I think turning off body cameras without permission should mean an automatic dismissal from the police force.
If they actually turn it off, I agree.
The problem is twofold:
1) Current power supplies are too big to support recording for a whole shift and then some. In practice cops turn on their cameras at an incident. Mistakes will be made. I believe this could be addressed but it would require new cameras. Put transmitters (say, bluetooth) in police cars that tell the camera to shut up. Lose the signal, the camera comes on--ideally, make it come on 20 seconds before it loses the signal. (No, you don't need time travel. You can actually run the camera all day with current batteries, the limit is in storing it. Leave the camera running and encoding the video but throw it away when you run out of memory. When you turn on the camera that encoded video is written out. This is nothing novel, that's how parked incident recording in dashcams works.)
2) There are times cameras should be turned off. Think a cop is going to be welcome in a public bathroom with their camera running? And there are plenty of things a cop rolls up on that recording probably shouldn't be done. They need to be able to turn off the camera in such cases. There will be occasional cases where the situation changes. (They roll up on a naked rape victim, while investigating it turns out the rapist was hiding rather than gone.)

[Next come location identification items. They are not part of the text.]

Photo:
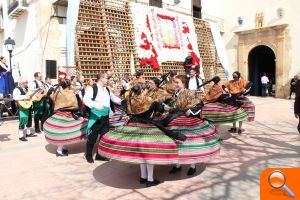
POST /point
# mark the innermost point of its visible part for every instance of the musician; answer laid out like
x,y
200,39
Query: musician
x,y
38,107
100,105
236,88
25,116
193,82
48,83
6,78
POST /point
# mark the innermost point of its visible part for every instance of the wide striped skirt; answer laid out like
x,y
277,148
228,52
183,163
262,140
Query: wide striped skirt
x,y
220,113
62,129
202,144
138,143
248,105
117,119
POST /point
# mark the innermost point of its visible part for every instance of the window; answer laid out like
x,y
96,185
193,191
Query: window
x,y
156,3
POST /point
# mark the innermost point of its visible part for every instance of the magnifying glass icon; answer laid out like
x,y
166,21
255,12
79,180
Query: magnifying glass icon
x,y
277,180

1: backbuffers are great. Current body cams should have them. Older cameras before the bodycams era did.
2. Put the big fucking babies in diapers for all I care. The camera stays on. And activate storage dump on many events: getting out the car, drawing the weapon, drawing the pepper spray, getting a call.
I don't think you understand my point #2. It's situations where others would object to the cameras that I'm talking about. And there's no practical storage dump like you envision--that takes too much bandwidth.